Regarding the use of topical creams or skincare containing hemp or cannabis, CNB said that regardless of the method it was "ingested", anyone whose urine tests positive for cannabis or other drugs will be investigated.
The Tourism Authority of Thailand (TAT) advises tourists to study and comply with the cannabis and hemp regulations of their next destination.
According to Thai law, food and drink with cannabis cannot contain more than 0.2 per cent of THC by weight of the product. These items must also be clearly labelled to say that they contain cannabis.
"This will help tourists avoid consuming (cannabis) and avoid violating the regulations in their home country or at their next destination," said the TAT.
Some vendors in tourist hot spots such as Chatuchak Market have also put up signs saying that cannabis is not allowed at their eateries in the hope of assuaging worries.
Retailers selling cannabis-infused food and drink need to register with the authorities, said Mr Kreephet Hanpongpipat, 33, who runs Kanom Siam, a popular Thai dessert chain that sells a cannabis-pandan flavoured cake.
"I sell them at only one outlet because the process to register each outlet with the government is too complicated," said Mr Kreephet, who uses signs and marijuana leaf images at the shop to indicate that some products contain cannabis.
"People ask me if they will get high from eating this. The answer is no," he said.
Cannabis is also a selling point for eateries like Kiew Kai Ka, which has outlets in Bangkok and Chiang Mai. It serves Thai food and offers cannabis dishes in a section of its menu that is labelled as such.
Manager Nuttapong Lenglerdphol said that locals and tourists come to try the cannabis dishes.
"We had a group of Singaporeans this month," he said.
His employees are told to warn diners against eating too many cannabis dishes and also to caution groups with children and pregnant women on items that contain cannabis.
"I believe most people come here for the food experience and not with the intention to get high," said Mr Nuttapong, adding that he has never seen anyone get intoxicated after eating the cannabis dishes.
Shops specialising in cannabis buds, edibles and smoking paraphernalia have also mushroomed across Thailand, and their large marijuana leaf symbols and brightly coloured shopfronts are hard to miss.
Several cannabis shops told The Straits Times that their customers are mostly foreigners, including tourists from Singapore.
"Many Singaporeans come here. They will ask about the buds, and then ask how long cannabis will stay in the body," said Greenhead Clinic co-owner Tanet Arayasakdakun.

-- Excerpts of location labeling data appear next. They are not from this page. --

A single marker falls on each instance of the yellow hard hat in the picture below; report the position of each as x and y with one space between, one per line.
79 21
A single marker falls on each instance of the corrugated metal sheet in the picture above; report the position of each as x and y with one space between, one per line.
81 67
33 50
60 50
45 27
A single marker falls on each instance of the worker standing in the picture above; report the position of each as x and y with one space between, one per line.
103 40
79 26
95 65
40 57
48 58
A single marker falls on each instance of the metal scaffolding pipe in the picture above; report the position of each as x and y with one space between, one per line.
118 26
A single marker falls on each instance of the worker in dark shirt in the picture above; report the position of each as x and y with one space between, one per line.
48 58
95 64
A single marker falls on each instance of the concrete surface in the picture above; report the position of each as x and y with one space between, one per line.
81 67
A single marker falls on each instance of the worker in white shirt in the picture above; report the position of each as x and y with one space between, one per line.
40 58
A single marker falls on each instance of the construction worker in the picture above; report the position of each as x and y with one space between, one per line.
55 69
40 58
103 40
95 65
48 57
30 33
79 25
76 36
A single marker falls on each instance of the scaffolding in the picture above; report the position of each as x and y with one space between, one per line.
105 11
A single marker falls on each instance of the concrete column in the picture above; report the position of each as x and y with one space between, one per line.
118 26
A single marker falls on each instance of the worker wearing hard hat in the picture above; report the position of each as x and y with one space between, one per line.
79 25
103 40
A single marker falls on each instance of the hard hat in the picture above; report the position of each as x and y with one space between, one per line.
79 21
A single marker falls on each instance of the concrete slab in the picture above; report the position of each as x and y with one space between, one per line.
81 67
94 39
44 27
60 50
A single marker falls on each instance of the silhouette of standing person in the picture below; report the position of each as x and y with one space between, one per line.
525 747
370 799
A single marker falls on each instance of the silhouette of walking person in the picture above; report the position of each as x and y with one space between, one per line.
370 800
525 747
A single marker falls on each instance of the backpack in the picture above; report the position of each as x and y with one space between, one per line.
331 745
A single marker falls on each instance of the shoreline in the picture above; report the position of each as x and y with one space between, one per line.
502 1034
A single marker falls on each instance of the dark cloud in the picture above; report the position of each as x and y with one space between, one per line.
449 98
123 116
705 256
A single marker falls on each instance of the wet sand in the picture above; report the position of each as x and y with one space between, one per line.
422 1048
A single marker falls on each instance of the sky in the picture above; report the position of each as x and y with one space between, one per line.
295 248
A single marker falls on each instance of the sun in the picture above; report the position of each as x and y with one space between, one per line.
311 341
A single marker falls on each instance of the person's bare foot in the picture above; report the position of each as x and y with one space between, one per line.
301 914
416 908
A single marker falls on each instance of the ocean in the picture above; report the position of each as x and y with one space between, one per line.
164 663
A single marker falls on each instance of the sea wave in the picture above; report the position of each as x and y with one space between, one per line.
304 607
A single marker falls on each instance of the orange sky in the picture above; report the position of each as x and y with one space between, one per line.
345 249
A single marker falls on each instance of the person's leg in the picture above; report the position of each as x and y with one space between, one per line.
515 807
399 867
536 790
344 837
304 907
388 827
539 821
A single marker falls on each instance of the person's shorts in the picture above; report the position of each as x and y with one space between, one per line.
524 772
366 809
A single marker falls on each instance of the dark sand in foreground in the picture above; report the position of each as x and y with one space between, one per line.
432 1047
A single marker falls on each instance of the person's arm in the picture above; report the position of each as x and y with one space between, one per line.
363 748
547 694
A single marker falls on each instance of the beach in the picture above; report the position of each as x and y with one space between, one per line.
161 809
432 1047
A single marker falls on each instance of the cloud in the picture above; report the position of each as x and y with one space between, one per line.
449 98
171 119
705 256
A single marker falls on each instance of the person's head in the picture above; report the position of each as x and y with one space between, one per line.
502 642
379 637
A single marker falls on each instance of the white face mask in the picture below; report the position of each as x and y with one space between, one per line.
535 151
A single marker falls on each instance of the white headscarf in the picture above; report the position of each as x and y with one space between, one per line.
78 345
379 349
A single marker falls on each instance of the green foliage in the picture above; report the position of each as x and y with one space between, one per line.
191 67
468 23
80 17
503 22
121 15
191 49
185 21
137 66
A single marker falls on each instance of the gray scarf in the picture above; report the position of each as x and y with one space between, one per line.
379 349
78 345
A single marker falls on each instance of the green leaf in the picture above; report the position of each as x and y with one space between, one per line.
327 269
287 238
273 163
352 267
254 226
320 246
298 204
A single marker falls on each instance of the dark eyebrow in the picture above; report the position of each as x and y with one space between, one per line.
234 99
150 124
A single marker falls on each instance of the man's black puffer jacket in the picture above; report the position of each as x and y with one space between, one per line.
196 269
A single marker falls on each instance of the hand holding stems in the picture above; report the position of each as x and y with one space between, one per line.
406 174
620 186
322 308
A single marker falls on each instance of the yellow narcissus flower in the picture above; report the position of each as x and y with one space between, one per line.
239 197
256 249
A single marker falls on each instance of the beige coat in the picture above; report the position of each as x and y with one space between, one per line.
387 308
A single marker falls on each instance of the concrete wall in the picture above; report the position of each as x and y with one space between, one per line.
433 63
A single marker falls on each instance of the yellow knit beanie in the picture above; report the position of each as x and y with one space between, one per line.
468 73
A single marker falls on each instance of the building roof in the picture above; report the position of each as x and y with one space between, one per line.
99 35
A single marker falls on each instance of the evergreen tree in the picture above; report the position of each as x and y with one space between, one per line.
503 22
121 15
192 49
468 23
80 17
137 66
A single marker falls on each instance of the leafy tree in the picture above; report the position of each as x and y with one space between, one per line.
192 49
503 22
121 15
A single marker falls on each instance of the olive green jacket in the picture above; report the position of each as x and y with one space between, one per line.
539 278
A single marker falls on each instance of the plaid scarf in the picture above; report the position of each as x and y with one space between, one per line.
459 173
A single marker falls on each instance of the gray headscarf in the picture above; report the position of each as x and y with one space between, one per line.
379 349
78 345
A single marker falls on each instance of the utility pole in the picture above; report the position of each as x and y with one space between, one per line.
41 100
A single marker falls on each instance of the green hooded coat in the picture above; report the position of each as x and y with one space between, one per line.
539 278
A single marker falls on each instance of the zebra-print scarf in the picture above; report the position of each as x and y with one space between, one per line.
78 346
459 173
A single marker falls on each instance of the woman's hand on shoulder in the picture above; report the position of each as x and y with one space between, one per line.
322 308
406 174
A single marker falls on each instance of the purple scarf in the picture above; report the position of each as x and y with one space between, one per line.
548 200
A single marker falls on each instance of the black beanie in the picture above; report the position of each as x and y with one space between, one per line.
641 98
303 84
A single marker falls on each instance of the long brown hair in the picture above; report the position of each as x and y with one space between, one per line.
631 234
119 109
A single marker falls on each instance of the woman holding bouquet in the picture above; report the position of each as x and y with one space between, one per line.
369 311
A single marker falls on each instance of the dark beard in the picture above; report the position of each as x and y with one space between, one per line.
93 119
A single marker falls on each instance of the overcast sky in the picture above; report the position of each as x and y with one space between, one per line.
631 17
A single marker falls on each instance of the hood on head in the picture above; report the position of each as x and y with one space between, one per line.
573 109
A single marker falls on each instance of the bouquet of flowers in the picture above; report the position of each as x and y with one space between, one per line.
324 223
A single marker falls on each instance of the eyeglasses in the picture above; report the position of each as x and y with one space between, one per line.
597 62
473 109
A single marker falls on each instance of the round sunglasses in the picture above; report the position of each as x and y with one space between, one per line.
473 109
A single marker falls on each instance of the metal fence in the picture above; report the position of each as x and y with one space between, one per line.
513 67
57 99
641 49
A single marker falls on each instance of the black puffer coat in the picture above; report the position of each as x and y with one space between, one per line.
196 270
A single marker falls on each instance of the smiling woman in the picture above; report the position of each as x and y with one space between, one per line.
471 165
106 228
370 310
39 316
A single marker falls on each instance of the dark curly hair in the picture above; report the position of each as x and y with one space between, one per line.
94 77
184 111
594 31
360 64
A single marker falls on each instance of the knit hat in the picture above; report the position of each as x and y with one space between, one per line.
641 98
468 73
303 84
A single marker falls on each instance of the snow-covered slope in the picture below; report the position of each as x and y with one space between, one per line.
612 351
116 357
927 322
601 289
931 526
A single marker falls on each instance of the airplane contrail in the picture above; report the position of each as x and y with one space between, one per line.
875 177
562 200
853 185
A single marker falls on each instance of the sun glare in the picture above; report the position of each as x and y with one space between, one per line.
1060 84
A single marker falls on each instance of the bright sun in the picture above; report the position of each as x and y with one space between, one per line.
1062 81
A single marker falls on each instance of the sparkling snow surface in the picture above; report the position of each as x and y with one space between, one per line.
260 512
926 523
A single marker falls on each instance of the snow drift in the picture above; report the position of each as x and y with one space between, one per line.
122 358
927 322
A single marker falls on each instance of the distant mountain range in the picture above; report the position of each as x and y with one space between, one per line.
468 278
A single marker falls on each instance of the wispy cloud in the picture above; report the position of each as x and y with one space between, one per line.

Mr Ong-ard Panyachatiraksa, who co-owns RG420 in Khaosan Road, said customers usually have some experience using cannabis.
Thailand's draft cannabis law was withdrawn before its second reading in September when some lawmakers voiced opposition, saying that it lacked sufficient provisions to prevent misuse.
This means that the law, which is meant to regulate the wider use of cannabis and clamp down on recreational cannabis, could be delayed until 2023.
Mr Ong-ard and his partners are planning to open four more cannabis shops, but the possible new laws could force them to remove some recreational products.
"We will have to adapt to changes. But we would like people to know that cannabis can be a good thing if the bad aspects are controlled," he said.